I was born in the late 1970s and got my raising in a small Appalachian coal town. I have no doubt that most of my foundational beliefs were built right there along the banks of George’s Creek. Saying that was a simpler time and place doesn’t do it justice. Despite those core beliefs, the ones I live by personally, I’ve never found myself one to believe that my way has to be the only way.

With that said, I’m still a little sad that I’m going to be a part of the last generation who remembers when two genders defined by your junk was enough for just about everyone. If things were still so simple, it would get me out of about 20 hours of mandatory training over the last half of my career… because at this point, minimizing the amount of time I have to spend checking boxes is kind of a career priority of mine.

Neutrality….

I’m not a parent. It’s not a decision I’ve ever had a reason to regret. While I haven’t had the direct experience of what it’s like raising kids, I can speculate at least from the perspective of having been one once… contrary to the misguided notions that I was either hatched in a lab or sprung full grown from Zues’ head.

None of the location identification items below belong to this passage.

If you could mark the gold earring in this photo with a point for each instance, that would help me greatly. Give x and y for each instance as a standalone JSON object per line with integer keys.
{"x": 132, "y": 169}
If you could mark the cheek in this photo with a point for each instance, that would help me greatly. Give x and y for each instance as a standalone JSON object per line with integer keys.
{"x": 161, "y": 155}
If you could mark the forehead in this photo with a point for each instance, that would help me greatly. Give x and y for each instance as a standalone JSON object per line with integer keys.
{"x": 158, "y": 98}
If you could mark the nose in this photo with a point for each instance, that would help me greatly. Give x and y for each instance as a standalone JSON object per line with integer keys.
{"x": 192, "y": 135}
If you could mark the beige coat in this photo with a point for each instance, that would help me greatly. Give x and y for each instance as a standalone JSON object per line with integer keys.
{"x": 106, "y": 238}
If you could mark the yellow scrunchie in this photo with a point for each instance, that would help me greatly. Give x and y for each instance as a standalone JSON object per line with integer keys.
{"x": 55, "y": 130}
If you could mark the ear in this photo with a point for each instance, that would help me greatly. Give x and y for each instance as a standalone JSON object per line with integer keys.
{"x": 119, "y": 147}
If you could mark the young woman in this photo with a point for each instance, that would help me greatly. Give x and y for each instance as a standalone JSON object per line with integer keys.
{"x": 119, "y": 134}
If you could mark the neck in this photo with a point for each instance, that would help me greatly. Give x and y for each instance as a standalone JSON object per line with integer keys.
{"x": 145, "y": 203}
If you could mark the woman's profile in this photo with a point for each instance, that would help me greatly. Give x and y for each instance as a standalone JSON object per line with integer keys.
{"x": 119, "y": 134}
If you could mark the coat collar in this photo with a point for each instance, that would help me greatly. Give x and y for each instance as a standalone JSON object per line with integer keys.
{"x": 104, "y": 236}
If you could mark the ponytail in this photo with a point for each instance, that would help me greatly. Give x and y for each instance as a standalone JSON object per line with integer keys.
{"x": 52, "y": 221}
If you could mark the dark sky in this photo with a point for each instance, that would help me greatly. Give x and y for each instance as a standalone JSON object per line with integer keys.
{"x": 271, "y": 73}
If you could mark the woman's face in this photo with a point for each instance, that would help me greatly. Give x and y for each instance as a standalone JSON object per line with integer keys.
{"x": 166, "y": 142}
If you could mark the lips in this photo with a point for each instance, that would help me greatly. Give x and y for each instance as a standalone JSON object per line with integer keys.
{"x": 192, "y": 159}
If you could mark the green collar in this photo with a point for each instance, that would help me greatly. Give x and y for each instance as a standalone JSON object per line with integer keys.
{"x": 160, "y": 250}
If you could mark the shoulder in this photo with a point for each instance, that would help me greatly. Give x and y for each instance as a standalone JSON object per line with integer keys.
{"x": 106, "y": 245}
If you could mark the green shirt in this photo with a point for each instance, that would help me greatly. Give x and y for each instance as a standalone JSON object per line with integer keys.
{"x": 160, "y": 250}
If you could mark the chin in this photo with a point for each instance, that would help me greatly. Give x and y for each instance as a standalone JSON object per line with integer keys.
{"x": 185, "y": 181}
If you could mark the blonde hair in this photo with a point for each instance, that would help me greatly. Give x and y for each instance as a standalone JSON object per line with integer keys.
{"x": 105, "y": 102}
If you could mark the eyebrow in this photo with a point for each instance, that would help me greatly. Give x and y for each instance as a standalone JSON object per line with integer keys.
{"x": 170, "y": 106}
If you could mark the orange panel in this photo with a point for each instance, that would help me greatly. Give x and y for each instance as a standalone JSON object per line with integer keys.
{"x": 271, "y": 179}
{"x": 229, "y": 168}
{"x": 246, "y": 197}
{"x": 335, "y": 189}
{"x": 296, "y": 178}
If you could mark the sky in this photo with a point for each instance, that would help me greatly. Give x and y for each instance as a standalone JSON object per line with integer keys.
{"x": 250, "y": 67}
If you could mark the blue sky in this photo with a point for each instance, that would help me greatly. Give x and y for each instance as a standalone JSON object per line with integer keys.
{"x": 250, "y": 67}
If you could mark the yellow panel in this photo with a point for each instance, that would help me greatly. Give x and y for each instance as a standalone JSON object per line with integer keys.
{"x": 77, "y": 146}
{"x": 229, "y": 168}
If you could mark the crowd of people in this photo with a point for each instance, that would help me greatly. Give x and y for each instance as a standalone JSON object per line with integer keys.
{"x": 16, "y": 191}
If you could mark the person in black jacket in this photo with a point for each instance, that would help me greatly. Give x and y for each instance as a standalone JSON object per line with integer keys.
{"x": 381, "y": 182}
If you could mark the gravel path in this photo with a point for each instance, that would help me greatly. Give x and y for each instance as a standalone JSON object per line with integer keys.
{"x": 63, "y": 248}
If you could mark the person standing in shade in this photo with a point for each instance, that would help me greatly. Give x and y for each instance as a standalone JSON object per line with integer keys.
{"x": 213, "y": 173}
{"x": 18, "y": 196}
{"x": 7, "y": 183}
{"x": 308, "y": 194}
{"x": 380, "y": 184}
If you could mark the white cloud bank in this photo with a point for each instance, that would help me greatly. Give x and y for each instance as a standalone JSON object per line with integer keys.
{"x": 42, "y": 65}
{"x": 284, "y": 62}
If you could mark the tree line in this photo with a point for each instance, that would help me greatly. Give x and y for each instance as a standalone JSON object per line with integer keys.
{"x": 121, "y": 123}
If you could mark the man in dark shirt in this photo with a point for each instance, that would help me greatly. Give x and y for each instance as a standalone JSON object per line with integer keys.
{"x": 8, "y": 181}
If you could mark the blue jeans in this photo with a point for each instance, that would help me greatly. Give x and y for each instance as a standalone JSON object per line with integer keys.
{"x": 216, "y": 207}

The interwebs are cheering Target’s bold, forward thinking decision to do away with gender-based signs in favor of gender neutrality. The CNN article on the topic quotes a Target shopper as being thrilled because she was “so tired of my daughter trying to play with her best friend (a boy) and him not wanting to because whatever she has is a girl toy. Or not wanting to watch the show she suggested because it’s a girls’ show…”

Now it’s been a long time since I was a kid, but I don’t remember making thoughtful, informed toy choices based on color or what aisle something happened to be in – I wanted GI Joes, Micro Machines, toy guns, and styrofoam airplanes that were guaranteed to crack the first time you threw them. In fairness, growing up we were just as apt to make our own toys out of pointy stick and rocks, spend the afternoon trying to catch frogs, or throw a dam across a stream, knock it down to see the “flood,” and the build it back again as we were to play with anything store bought. I don’t remember my toys ever being so much about gender as about interest.

None of that is really the point though. I don’t rightly care if you want your little Johnny to play with dolls or your little Susie to play with balls (or whatever it is that boys are “supposed” to play with these days). My point is we seem to spend a hell of a lot of time and effort in this country to satisfy whatever wild ass issue of the day one special interest after another comes up with. The better option, if I may be so bold, is for the parents out there to actual do some parenting.

Instead of expecting Target to do it for you, how about you as a parent decide what is an isn’t an acceptable choice for your child. Just because Target or Sears or LL Bean put something in a particular aisle, really shouldn’t flavor how you’re choosing to raise your lovely little hatchling or what you’re encouraging them to play with. Kids, being the ill tempered, uncensored little hoodlums that they are will tell you quickly enough what they want to play with and whether they consider it a “boy toy” or a “girl toy.” That’s a decision for you and them… whether Target puts it in Aisle 4 in a blue box or Aisle 6 in a pink box is likely to be incidental at best.